Elizabeth’s long reign and patronage of music provided the conditions necessary for innovation and development. More to the point, this was an era (give or take and Armada or two) of relative peace between England and her European neighbours, allowing composers of ‘full’ anthems (those for chorus alone, often unaccompanied) to absorb new ideas in choral polyphony emanating from Rome, Munich, Dresden, and the like. At the same time new developments in use of instrumental accompaniment and solo-singing led to the emergence of the ‘verse anthem’, where attention is focussed on the soloist and instrumentalists (usually organ or viols) and the chorus is relegated to occasional interjections for commentary or emphasis. All, though, with the calm, languid air of the unflappable Englishman rather than the more flamboyant products of some of his more excitable continental cousins.
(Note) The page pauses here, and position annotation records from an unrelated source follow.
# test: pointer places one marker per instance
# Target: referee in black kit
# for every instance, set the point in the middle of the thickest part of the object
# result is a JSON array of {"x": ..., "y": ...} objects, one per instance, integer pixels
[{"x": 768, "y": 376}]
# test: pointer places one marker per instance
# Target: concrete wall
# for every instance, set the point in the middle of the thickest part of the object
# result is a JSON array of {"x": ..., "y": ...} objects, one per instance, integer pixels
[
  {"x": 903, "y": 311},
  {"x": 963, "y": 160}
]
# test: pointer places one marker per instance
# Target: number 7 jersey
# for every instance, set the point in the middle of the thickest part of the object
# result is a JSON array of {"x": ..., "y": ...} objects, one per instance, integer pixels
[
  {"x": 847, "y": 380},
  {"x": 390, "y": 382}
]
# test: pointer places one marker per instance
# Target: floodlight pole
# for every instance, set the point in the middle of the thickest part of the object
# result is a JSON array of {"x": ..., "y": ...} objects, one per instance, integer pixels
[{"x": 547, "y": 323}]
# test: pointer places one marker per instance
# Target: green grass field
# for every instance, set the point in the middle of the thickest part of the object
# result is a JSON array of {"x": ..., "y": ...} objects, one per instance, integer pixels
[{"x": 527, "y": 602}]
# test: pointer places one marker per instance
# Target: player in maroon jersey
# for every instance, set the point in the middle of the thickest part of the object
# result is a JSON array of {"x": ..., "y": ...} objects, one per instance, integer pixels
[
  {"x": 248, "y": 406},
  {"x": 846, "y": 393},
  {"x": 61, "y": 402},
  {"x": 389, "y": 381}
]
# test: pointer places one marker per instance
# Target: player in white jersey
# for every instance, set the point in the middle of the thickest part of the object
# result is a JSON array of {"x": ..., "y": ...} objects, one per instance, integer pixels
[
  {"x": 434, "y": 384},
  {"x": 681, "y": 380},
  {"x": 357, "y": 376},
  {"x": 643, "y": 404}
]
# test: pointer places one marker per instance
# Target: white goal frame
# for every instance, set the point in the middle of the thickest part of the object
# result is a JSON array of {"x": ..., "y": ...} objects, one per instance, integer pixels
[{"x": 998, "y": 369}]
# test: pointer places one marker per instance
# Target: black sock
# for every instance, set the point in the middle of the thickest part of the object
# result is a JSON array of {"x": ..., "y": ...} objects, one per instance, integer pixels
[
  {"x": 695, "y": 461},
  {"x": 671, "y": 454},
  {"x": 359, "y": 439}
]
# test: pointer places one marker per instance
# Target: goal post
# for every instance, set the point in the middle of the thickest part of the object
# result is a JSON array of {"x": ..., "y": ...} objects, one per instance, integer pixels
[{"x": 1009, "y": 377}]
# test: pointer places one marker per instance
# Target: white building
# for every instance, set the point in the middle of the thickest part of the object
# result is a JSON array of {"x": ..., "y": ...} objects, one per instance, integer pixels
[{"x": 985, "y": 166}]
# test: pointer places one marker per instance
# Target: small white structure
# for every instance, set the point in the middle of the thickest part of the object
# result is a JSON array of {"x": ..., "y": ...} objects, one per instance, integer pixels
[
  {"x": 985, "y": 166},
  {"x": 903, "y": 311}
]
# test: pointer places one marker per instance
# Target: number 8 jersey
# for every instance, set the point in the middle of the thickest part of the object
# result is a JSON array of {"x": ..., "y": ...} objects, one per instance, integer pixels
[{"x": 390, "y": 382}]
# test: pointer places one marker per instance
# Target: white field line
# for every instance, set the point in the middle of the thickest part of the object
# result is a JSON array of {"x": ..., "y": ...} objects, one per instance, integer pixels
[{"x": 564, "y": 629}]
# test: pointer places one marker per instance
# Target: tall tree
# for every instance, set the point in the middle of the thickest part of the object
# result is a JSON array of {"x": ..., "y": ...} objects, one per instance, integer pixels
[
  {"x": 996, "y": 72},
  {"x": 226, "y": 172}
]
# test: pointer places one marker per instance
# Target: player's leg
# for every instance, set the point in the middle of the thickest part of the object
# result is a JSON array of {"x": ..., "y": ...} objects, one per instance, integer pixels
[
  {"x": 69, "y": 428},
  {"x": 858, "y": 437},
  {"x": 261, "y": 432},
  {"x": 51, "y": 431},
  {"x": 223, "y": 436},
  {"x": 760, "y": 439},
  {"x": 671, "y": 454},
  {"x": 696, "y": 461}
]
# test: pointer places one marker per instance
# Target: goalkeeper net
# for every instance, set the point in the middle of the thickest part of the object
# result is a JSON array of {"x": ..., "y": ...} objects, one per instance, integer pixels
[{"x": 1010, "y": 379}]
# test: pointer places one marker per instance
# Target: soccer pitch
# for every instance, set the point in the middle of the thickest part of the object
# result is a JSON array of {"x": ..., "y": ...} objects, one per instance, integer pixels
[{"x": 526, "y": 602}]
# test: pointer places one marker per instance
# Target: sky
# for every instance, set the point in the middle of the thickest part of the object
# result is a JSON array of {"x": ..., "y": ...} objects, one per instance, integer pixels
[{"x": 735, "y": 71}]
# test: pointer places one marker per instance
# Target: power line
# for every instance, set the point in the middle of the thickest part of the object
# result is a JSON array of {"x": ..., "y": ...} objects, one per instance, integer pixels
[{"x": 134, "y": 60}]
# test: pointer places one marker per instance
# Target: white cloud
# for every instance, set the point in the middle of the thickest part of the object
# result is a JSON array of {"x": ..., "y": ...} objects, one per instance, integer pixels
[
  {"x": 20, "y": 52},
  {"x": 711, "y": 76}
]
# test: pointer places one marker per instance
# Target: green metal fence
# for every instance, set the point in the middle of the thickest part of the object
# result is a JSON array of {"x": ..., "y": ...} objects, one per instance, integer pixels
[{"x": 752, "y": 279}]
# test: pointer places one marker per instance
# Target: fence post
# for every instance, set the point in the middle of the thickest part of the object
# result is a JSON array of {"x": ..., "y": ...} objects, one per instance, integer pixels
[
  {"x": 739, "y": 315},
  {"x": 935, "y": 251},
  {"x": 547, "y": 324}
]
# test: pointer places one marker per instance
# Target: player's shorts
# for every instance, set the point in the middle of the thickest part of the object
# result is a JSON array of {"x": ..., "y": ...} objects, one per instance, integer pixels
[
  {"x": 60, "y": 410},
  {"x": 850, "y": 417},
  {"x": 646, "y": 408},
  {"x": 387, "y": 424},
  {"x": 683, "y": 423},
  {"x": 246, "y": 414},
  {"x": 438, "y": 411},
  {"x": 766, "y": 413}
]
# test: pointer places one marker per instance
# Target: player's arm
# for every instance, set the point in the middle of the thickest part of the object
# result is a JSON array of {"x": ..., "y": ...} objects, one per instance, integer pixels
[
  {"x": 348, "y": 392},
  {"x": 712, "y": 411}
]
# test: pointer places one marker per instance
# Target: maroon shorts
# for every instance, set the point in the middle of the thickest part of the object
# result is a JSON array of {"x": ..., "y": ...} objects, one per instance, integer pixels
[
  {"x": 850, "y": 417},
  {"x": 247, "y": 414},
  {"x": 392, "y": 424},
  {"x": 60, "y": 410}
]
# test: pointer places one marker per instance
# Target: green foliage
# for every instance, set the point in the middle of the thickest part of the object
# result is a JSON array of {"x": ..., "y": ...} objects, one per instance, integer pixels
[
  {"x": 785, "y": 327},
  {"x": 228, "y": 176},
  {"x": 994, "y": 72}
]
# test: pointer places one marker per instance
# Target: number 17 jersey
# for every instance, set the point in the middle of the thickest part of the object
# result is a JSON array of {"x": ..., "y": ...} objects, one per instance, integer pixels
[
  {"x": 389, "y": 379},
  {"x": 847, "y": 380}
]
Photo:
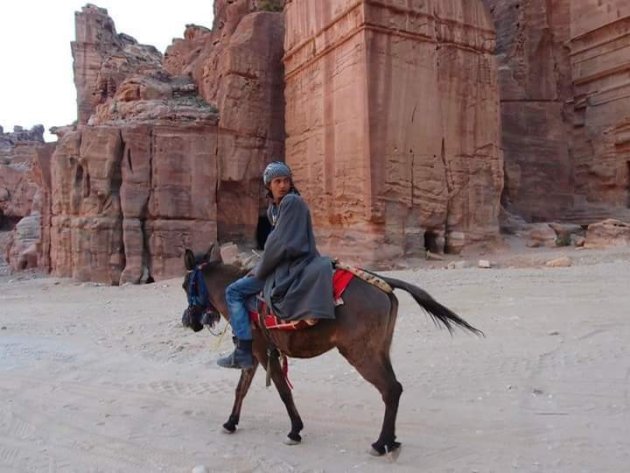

And so the pattern was established for at least the next 400 years of English church music, with parallel development of full and verse anthems (though the balance between the two would fluctuate in tune with fashions, finances and wars (not least the Civil War). In this concert we focus on the period up to the 1770’s, inspired by one of the heroes of English music, William Boyce. Not only was he a fine composer, but in 1773 he published a three-volume collection of anthems and services going back to Tudor times, titled simply ‘Cathedral Music’. He was not the initiator of the venture – that was his erstwhile tutor Maurice Greene, who on inheriting an estate from an illegitimate cousin, ‘meditated on the corruptions of our church-music, occasioned by the multiplication of copies, and the ignorance and carelessness of transcribers; and resolved to correct, and also to secure it against such injuries for the future’. But it was Boyce who, after Greene’s death, completed the venture, and in doing so created a wonderful and long-lasting resource for performers and scholars. I have not stuck slavishly to Boyce’s selection, but he remains the inspiration, and is aptly represented in this programme by his verse-anthem ‘I have surely built thee an house to live in’. What better salute to this church of St Mary, one of the finest in the West Country, and in whose honour we present our concert.

As a counterpoint to the choral items, Jonathan Watts will play a Voluntary by the blind composer John Stanley, a pupil of Maurice Greene, and the Sonata in C by Mendelssohn. The latter is out of our period, but in his centenary year, and with the fine 19th-century Father Willis organ to hand, it seems a pity to leave him out.